Illustration by Michelle Wu.
When I stepped into my dorm room at the beginning of my freshman year at UCLA, I felt endless excitement. I was over 1,000 miles from home and knew absolutely no one, but this gave me a newfound sense of independence and confidence. However, this feeling faded fairly quickly. Three weeks into the school year, I found myself questioning my major, my future and my purpose.
This self-doubt festered as I adjusted to my new life. I became obsessive and irritable. A roommate leaving my stapler out of place on my desk could move me to tears. I plunged deep into a void of anxiety with no identifiable safety net.
It’s been a year since I started my freshman year at UCLA. I have since been diagnosed with Generalized Anxiety Disorder and Panic Disorder. My mind often feels as if it does not belong to me anymore. My anxieties have anxieties. My fears have led me to take agoraphobic actions that give me constant shame. My fear of fear itself is no less relentless when it comes to school.
Most days, I return home from class and can do nothing but stare into space for two or three hours before attempting to be productive. When I am finally productive, it can take me four hours to complete a 30-minute assignment. Somehow I always get everything done. However, this is only because of the unidentified looming threat my mind conjures up at the thought of turning in one assignment late.
I’m functioning. I’m learning to work with my mental illness. Yet the fact that my education holds so much power over my mental health does not seem right.
I’m not the only one dealing with this. Plenty of the friends I’ve made in college have mentioned a decline in mental health. Furthermore, multiple studies have shown that over a quarter of college students experience an anxiety or a depressive disorder during their years of educational enrichment.
In my personal experience, college slammed me into a wall of self-doubt. Everywhere I looked I saw someone who was more creative, more intelligent, more worldly, and more experienced than me. I adapted to the honest belief that I was not good enough. I am not alone in this phenomenon either.
Imposter syndrome is a feeling that causes us to see ourselves as a phony. We feel like unintelligent frauds despite any achievements we make.
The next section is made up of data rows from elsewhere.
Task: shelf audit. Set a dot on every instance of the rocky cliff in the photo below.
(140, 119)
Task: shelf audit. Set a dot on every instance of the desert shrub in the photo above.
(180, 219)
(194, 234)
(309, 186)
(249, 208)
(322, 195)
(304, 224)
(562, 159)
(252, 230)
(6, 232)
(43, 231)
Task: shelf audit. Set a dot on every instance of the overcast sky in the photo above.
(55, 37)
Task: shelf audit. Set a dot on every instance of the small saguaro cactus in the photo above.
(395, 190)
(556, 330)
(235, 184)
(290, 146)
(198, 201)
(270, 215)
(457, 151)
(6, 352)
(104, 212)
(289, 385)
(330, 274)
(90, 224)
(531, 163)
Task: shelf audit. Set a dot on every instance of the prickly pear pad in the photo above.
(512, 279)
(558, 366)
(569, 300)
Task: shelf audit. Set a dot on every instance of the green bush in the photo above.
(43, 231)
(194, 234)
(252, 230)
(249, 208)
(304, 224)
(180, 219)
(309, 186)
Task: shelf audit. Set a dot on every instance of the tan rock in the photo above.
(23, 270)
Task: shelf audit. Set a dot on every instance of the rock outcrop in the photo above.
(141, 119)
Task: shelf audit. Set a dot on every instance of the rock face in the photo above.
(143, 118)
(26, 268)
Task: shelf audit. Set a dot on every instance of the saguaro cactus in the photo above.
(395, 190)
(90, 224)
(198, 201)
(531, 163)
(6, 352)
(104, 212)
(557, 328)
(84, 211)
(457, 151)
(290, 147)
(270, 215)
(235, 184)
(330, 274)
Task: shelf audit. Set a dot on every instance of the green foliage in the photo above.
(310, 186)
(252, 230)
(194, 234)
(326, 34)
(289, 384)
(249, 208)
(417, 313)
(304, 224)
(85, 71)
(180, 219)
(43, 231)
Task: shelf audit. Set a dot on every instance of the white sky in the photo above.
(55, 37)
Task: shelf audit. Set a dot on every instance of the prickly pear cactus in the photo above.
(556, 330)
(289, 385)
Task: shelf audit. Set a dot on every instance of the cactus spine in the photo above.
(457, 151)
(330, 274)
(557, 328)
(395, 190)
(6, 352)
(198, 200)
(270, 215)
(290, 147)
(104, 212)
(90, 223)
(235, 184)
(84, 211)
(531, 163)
Unsurprisingly, the American college campus is the prime location for this phenomenon to invade.
American ideas of success are based on a system of meritocracy that is painted as a fair and manageable path to prosperity. But many people who become successful in a “meritocratic” system benefit from favoritism because of their gender, race, and ethnicity. As college students, we watch the working world where a select few are coming out on top and push ourselves that much harder to try and “make it.”
In our efforts to have an income when we graduate, we give ourselves over to an American, capitalist idea of success. This definition of success emphasizes maximum profit, productivity, and return. Nevertheless, in a capitalist system there are people and things that get left behind. Likewise, in our pursuit of success in college, our mental health gets put on the back burner. An example of these institutions’ failures cultivates doubly within college students who identify as part of one or more minority communities; in their attempts to keep up with the systems that oppress them, their mental health is attacked twofold.
This is not our fault as college students. From the first day of freshman year, we sit in classes and look at syllabi that often tell us there is absolutely no excuse for turning in an assignment late. We have no choice but to follow these guidelines for success if we want to do well.
We give up hours of sleep and develop bad eating habits as we push ourselves to “get the grades.” We give up exercise as we instead choose to spend hours working or volunteering to keep up with our fellow students in their pursuits of success. This combination of exhaustion, lack of physical wellness, and increasing self-doubt creates the perfect recipe for the mental health crisis that exists on college campuses today.
Of course, not everyone is affected by this system of doom. Some people function well under the pressure. Nonetheless, a lot of us find it difficult to improve our mental health in an environment where extreme productivity is always expected.
Support systems are important to those of us that are struggling to keep up mentally. Many of us can find some support from our friends, but we eventually recognize the need for professional help. Yet college counseling services sometimes feel insincere and unhelpful, and we continue to refrain from asking professors for any sort of extension on an assignment in fear of being marked as a failure.
This lack of protection on college campuses can have fatal consequences. Suicide on campus is something that many of us have become relatively desensitized to, much to the benefit of college campuses who brush these deaths under the rug in attempts to avoid a costly, radical rehaul of their mental health programs.
As a college student, I want to do well. I want to get into graduate school, and I want to get a job I love. However, when the most important aspect of my well-being is at stake, I have a hard time seeing the benefit. We are pushing ourselves to our absolute limits at institutions like American college campuses that do little to change this toxic environment.
For now, I will continue to learn more about my mental illness. I will not be ashamed, nor will I let my mental illness be thrown into the shadows on my college campus. I can only hope that American college campuses will address the blatant insincerity in their passive attempts at reconciling mental health and a corrupt national education system. Frankly, we needed change yesterday.